La certeza del éxito definitivo de la revolución era casi religiosa, y sus líderes proclamaban sin ambigüedades, y con gran seguridad y convicción, que estaban en el lado correcto de la historia. Lo señaló Fidel Castro en su famoso discurso con ocasión de la Segunda Declaración de La Habana: “El deber de todo revolucionario es hacer la revolución. Se sabe que en América y en el mundo la revolución vencerá, pero no es de revolucionarios sentarse en la puerta de su casa para ver pasar el cadáver del imperialismo”. Era 1962 y el mundo efectivamente parecía marchar en esa dirección, como reforzó el líder cubano en otras reflexiones: “En muchos países de América Latina la revolución es hoy inevitable”; o bien cuando se refirió a “la realidad objetiva e históricamente inexorable de la revolución latinoamericana”.
A esta dimensión específicamente política se sumaron otros aspectos “de época” que mostraban un ambiente de cambios y de rebelión generacional, histórica o nacional. Entre ellas se puede mencionar la lucha por los derechos civiles encabezada por Martin Luther King Jr. en Estados Unidos, o las protestas contra la guerra de Vietnam lideradas por estudiantes en ese mismo país.
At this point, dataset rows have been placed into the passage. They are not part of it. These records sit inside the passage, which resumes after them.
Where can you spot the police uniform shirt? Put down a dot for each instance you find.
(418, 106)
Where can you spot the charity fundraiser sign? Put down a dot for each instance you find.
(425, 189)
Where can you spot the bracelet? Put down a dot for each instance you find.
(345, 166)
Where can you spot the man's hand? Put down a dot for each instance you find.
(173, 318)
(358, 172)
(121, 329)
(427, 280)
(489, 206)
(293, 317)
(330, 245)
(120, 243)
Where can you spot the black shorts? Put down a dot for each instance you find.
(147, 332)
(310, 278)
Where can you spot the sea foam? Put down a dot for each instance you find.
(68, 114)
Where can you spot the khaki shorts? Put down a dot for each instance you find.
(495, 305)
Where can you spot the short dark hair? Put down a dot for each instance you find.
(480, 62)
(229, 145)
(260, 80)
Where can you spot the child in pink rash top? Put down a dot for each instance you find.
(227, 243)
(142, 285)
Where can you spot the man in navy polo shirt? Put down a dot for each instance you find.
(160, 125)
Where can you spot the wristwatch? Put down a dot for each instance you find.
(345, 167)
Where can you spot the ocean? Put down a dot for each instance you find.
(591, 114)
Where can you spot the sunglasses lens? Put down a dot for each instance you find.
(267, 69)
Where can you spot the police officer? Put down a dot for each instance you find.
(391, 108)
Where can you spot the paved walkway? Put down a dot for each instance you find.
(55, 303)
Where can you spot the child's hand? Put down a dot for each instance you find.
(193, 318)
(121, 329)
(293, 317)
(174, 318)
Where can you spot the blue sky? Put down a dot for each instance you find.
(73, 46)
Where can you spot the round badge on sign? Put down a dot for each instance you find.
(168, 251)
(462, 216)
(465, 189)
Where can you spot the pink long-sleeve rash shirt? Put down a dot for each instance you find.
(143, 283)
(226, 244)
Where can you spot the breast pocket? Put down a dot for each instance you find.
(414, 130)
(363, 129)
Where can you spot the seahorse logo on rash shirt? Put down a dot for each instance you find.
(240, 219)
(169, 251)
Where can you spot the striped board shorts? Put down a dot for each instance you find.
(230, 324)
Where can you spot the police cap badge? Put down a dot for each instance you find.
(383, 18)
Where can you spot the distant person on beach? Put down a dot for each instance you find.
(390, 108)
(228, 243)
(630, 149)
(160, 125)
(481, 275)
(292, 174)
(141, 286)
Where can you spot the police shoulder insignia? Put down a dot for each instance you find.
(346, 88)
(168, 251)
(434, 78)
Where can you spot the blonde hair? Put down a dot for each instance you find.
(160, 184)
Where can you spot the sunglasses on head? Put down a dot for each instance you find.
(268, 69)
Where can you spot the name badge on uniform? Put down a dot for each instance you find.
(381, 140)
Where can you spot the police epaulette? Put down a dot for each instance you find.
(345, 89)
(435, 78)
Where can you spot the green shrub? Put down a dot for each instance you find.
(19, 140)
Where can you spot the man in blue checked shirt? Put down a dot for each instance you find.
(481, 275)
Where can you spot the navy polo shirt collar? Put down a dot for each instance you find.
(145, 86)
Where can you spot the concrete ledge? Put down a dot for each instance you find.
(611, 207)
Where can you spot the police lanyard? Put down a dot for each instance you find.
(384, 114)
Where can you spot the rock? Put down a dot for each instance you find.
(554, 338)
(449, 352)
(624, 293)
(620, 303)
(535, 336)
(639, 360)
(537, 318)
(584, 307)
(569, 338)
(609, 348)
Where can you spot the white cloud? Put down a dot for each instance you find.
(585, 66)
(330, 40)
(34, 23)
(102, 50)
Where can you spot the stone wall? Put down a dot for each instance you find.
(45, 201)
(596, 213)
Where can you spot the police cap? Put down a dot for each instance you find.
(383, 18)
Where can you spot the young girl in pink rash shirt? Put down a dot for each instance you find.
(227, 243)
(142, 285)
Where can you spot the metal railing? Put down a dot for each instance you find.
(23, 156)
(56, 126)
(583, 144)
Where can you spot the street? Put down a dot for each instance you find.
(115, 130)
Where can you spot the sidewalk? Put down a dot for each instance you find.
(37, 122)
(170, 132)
También se puede situar en este contexto el ambiente de cambios que vivió la Iglesia Católica a propósito del Concilio Vaticano II, que algunos interpretaron interesadamente como una apertura hacia el marxismo, tema en el cual la Iglesia habría pasado “del anatema al diálogo”, según una célebre expresión de la época. En otro plano, es interesante el ambiente contracultural liderado por los hippies o por algunos grupos musicales que rompían con los moldes establecidos y podían expresarse en eventos que hicieron historia, como el famoso encuentro de Woodstock.
En definitiva, por donde se mirara parecía que retornaba el fantasma de la revolución anunciado por Marx en 1848, o los nuevos fantasmas que aparecían sin aviso y que eran mirados con fervor o temor, según el lugar que cada uno ocupara en el espectro político de los distintos países. La llegada de “Mayo francés”, con sus jóvenes rebeldes y sus barricadas, cumplía con la misión de llevar al Primer Mundo los vientos de la historia y del cambio social, aunque su resultado —ocurriría lo mismo en diversos lugares— no sería como anticiparon o soñaron sus líderes.
Es necesario volver a la década de 1960 y al significado histórico de la revolución porque nos ayuda a comprender un momento excepcional del siglo XX, sobre todo por sus connotaciones culturales, más que por sus consecuencias prácticas. Una mirada internacional facilita dejar de lado las visiones demasiado autorreferentes, aunque cada sociedad tenga su propia historia que contar sobre aquellos años y sus propias circunstancias.